On the basis of econometric regression analyses carried out by Shiller and Harvard University's John Campbell, Shiller predicted in 1996 that the S&P 500 would be a bad investment over the next decade. In the decade up to January 2006, he argued, the real value of the S&P 500 would fall. Even including dividends, his estimate of the likely inflation-adjusted returns to investors holding the S&P 500 was zero -- far below the roughly 6 percent annual real return that we have come to think of as typical for the US stock market.
Shiller's arguments were compelling. They persuaded Alan Greenspan to give his famous "irrational exuberance" speech at the American Enterprise Institute in December 1996. They certainly convinced me, too.
But Shiller was wrong. Unless the US stock market collapses before the end of this month, the past decade will have seen it offer returns that are slightly higher than the historical averages -- and much, much greater than zero. Those who invested and reinvested their money in the US stock market over the past decade have nearly doubled it, even after taking account of inflation.
Why was Shiller wrong? We can point to three factors, each of which can take roughly one-third of the credit for annual real returns of 6 percent, rather than zero, over the past decade:
The high-tech revolutions behind the very real "new economy," which have accelerated US companies' productivity growth.
Shifts in the distribution of income away from labor and toward capital, which have boosted corporate profits as a share of production.
Increasing risk tolerance on the part of stock market investors, which appears to have raised long-run price-earnings ratios by around 20 percent.
None of these three factors was obvious in 1996 (although there were signs of the first and inklings of the third for those smart or lucky enough to read them). In 1996, betting on Shiller's regression analyses was a reasonable and perhaps intelligent thing to do.
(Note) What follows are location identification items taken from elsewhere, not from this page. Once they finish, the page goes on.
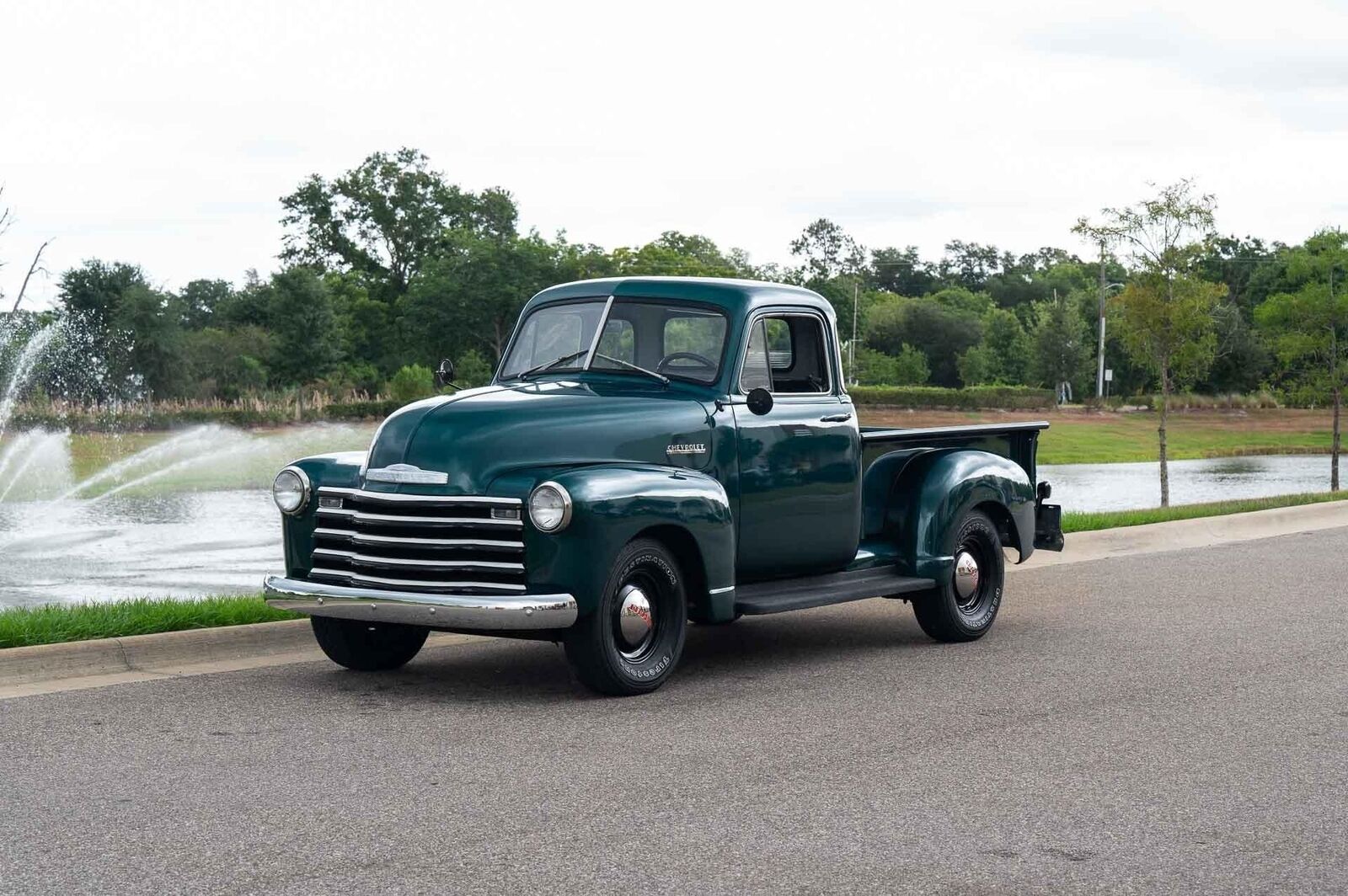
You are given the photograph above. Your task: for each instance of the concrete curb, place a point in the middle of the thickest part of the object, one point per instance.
(1206, 531)
(56, 667)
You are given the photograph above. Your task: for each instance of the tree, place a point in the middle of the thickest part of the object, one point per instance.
(876, 368)
(828, 251)
(940, 332)
(303, 325)
(200, 300)
(152, 357)
(681, 255)
(386, 217)
(977, 365)
(1308, 327)
(901, 271)
(1060, 344)
(1006, 340)
(1166, 312)
(91, 300)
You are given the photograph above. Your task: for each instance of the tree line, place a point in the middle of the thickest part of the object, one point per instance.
(391, 264)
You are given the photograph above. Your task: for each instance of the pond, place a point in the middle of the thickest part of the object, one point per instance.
(114, 516)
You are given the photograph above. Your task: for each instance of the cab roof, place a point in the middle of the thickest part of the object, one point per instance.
(736, 296)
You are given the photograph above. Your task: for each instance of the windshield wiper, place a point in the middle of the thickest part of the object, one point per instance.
(633, 367)
(549, 365)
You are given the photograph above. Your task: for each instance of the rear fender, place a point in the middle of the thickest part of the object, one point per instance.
(617, 503)
(934, 492)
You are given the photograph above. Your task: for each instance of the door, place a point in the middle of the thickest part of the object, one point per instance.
(800, 509)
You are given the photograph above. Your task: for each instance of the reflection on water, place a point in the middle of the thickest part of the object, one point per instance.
(190, 514)
(170, 545)
(1122, 487)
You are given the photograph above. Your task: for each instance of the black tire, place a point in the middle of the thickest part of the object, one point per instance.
(608, 662)
(368, 647)
(945, 613)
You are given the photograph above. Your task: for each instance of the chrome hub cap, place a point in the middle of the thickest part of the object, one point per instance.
(635, 620)
(966, 576)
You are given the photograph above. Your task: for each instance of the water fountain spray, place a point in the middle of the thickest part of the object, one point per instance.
(22, 371)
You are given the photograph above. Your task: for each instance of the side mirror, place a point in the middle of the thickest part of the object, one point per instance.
(445, 372)
(759, 401)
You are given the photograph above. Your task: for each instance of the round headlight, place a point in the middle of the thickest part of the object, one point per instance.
(550, 507)
(290, 489)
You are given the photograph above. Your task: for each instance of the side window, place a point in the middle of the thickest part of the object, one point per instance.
(755, 374)
(779, 349)
(700, 334)
(618, 341)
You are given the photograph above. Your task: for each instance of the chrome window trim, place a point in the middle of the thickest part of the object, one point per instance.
(789, 312)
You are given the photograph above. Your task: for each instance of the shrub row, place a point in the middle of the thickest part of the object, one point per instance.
(1008, 397)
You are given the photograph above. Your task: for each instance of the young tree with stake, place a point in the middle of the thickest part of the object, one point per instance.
(1307, 328)
(1166, 310)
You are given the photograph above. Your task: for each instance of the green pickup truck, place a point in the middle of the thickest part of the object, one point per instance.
(651, 451)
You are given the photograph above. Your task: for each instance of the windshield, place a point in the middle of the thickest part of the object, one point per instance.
(557, 334)
(640, 337)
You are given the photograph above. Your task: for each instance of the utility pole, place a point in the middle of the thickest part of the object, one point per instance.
(851, 347)
(1100, 350)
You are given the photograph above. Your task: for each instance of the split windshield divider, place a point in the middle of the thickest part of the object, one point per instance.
(599, 332)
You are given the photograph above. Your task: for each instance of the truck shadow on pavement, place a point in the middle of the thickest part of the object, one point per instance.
(534, 673)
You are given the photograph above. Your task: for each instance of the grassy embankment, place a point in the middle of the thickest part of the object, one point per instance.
(1076, 437)
(53, 624)
(56, 623)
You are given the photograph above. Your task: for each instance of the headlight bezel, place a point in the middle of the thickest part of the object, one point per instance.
(305, 491)
(565, 502)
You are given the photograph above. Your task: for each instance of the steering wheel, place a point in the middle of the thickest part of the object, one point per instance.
(687, 356)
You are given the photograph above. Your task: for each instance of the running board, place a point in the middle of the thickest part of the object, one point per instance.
(821, 590)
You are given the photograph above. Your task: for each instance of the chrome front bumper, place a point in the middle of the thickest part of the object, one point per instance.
(487, 612)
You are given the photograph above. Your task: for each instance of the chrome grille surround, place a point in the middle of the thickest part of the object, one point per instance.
(433, 543)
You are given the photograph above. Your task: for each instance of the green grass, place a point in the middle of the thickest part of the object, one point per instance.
(1134, 438)
(1118, 519)
(58, 623)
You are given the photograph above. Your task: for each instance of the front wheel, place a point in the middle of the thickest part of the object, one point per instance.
(368, 647)
(633, 640)
(964, 606)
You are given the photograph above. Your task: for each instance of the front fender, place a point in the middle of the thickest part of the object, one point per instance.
(615, 503)
(934, 492)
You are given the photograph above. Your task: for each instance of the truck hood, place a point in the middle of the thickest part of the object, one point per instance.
(480, 435)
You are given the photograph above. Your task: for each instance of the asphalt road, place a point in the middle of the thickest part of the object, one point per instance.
(1174, 723)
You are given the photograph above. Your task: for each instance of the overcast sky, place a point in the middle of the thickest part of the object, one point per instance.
(163, 134)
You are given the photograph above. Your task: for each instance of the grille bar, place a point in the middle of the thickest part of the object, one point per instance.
(420, 542)
(457, 500)
(361, 516)
(415, 584)
(368, 559)
(364, 538)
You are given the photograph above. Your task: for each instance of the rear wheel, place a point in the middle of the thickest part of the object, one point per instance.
(633, 640)
(964, 606)
(368, 647)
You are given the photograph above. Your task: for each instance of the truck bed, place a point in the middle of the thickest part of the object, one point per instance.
(1013, 441)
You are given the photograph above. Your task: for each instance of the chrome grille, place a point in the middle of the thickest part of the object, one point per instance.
(420, 542)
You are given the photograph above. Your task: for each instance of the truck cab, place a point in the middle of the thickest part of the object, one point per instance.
(651, 451)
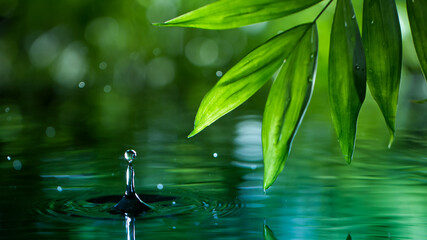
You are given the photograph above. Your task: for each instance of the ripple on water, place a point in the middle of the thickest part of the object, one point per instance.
(101, 207)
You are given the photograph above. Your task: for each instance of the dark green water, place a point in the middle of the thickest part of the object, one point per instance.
(49, 181)
(83, 81)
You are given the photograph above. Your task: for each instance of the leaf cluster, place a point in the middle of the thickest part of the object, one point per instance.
(356, 60)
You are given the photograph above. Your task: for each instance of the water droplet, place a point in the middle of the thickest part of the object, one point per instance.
(17, 165)
(107, 88)
(130, 155)
(103, 65)
(82, 84)
(50, 132)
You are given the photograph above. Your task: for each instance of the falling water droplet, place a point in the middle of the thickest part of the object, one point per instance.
(130, 155)
(131, 204)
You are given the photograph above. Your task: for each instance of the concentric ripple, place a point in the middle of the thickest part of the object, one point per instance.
(101, 207)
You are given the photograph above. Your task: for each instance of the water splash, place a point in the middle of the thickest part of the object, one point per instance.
(131, 204)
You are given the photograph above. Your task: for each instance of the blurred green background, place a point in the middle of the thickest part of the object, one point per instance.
(98, 62)
(83, 80)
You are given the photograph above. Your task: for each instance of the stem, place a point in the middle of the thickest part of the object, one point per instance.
(323, 10)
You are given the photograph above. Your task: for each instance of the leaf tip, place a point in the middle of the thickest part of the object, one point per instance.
(390, 142)
(348, 158)
(194, 132)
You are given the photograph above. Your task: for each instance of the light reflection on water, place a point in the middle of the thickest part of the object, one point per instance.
(381, 194)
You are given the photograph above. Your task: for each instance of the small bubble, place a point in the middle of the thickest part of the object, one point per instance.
(82, 84)
(103, 65)
(107, 88)
(50, 132)
(17, 165)
(130, 155)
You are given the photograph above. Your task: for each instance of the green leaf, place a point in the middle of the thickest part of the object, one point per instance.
(226, 14)
(382, 41)
(286, 104)
(268, 233)
(347, 75)
(246, 77)
(417, 13)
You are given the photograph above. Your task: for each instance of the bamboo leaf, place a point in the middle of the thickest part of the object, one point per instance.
(417, 10)
(226, 14)
(347, 76)
(382, 41)
(286, 104)
(246, 77)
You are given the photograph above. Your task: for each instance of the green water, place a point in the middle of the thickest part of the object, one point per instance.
(217, 181)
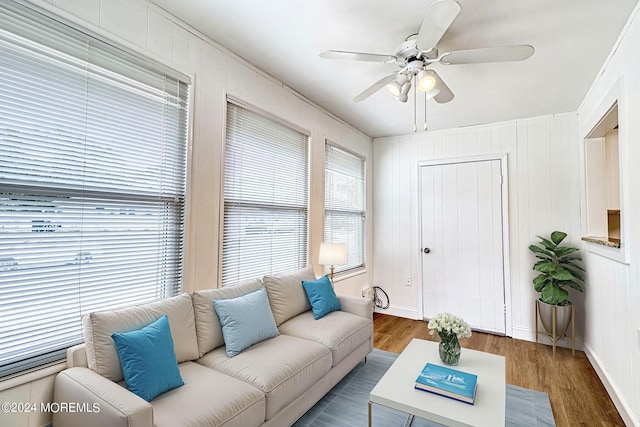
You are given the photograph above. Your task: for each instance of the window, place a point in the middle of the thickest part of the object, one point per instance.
(344, 203)
(92, 183)
(265, 197)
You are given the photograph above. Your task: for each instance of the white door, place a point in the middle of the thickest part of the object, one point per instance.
(462, 240)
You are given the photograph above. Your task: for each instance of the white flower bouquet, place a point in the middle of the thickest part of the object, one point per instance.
(446, 324)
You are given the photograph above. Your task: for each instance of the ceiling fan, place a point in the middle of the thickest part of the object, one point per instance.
(419, 51)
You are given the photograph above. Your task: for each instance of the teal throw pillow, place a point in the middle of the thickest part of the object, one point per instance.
(321, 296)
(148, 359)
(245, 320)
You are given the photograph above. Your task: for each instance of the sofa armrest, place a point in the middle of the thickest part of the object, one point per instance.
(86, 398)
(77, 356)
(360, 306)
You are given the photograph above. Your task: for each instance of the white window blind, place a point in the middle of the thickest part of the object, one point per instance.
(265, 197)
(92, 183)
(344, 198)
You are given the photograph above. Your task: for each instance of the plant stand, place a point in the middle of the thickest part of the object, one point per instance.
(553, 335)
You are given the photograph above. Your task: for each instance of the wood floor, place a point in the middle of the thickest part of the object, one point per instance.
(577, 395)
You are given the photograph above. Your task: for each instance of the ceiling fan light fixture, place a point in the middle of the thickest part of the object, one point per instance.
(426, 82)
(397, 86)
(394, 88)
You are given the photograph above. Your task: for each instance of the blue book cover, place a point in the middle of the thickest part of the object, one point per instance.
(448, 382)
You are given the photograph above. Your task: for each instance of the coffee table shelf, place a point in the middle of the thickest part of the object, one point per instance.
(396, 388)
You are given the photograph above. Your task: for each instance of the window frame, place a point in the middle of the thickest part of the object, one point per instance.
(252, 109)
(46, 19)
(347, 269)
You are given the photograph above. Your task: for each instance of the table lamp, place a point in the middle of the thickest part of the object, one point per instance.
(332, 254)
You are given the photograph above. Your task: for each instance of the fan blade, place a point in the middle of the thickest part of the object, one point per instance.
(443, 93)
(439, 17)
(375, 87)
(490, 54)
(357, 56)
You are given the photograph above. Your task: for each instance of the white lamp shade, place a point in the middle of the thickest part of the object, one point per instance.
(333, 254)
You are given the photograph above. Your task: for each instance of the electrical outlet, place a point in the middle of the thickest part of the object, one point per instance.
(368, 293)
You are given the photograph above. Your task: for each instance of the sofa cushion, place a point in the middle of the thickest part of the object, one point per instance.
(341, 332)
(321, 296)
(147, 359)
(246, 320)
(209, 398)
(286, 294)
(97, 328)
(208, 328)
(282, 367)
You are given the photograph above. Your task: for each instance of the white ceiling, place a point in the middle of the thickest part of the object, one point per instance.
(572, 39)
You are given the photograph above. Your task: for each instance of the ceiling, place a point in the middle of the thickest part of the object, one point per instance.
(572, 39)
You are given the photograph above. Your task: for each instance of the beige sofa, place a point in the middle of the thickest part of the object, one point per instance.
(271, 383)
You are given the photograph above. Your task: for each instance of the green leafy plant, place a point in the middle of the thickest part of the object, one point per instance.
(559, 266)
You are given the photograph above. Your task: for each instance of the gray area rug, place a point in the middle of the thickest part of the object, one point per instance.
(346, 404)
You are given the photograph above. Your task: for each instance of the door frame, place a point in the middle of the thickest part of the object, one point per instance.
(506, 271)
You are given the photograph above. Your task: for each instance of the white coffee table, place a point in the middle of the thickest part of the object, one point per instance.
(396, 388)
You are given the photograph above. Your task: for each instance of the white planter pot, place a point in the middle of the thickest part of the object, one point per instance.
(563, 318)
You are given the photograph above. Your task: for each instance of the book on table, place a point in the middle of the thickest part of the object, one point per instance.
(448, 382)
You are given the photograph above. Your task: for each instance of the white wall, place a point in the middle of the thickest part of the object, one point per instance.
(612, 301)
(543, 165)
(216, 72)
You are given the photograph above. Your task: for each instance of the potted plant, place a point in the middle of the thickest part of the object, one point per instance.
(558, 266)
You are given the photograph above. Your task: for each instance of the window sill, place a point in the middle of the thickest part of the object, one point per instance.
(602, 241)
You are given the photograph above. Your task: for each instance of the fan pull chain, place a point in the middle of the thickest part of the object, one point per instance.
(425, 111)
But it was also an overwhelmingly risky thing to do, as anyone who followed the portfolio strategy implicit in Shiller's analysis learned.
This takes nothing away from the importance of the question that Shiller addressed. Just why is it that stock markets around the world are subject to fits of "irrational exuberance" and "excessive pessimism?" Why don't rational and informed investors take more steps to bet heavily on fundamentals and against the enthusiasms of the uninformed crowd?
The past decade offers us two reasons. First -- if we grant that Shiller's regression analyses correctly identified long-run fundamentals a decade ago -- betting on fundamentals for the long term is overwhelmingly risky. Lots of good news can happen over a decade, enough to bankrupt an even slightly leveraged bear when stock prices look high; and lots of bad news can happen, enough to bankrupt an even slightly leveraged bull when stock prices look low.
Thus, even in extreme situations -- like the peak of the dotcom bubble in late 1999 and early 2000 -- it is very difficult even for those who believe that they know what fundamental values are to make large long-run bets on them. It is even more difficult for those who claim to know this and who want to make large long-run contrarian bets to convince others to trust them with their money.
If it were easy to pierce the veils of time and ignorance and to assess long-run fundamental values with a high degree of confidence, it would be simple and safe to make large contrarian long-run bets on fundamentals. In that case, the smart money would smooth out the enthusiasms -- positive and negative -- of the uninformed crowd.
But, of course, we cannot overcome long-run uncertainty. As J.P. Morgan put it when asked to predict what stock prices would do, "They will fluctuate."
J. Bradford DeLong, professor of economics at the University of California at Berkeley, was assistant US treasury secretary in the Clinton administration.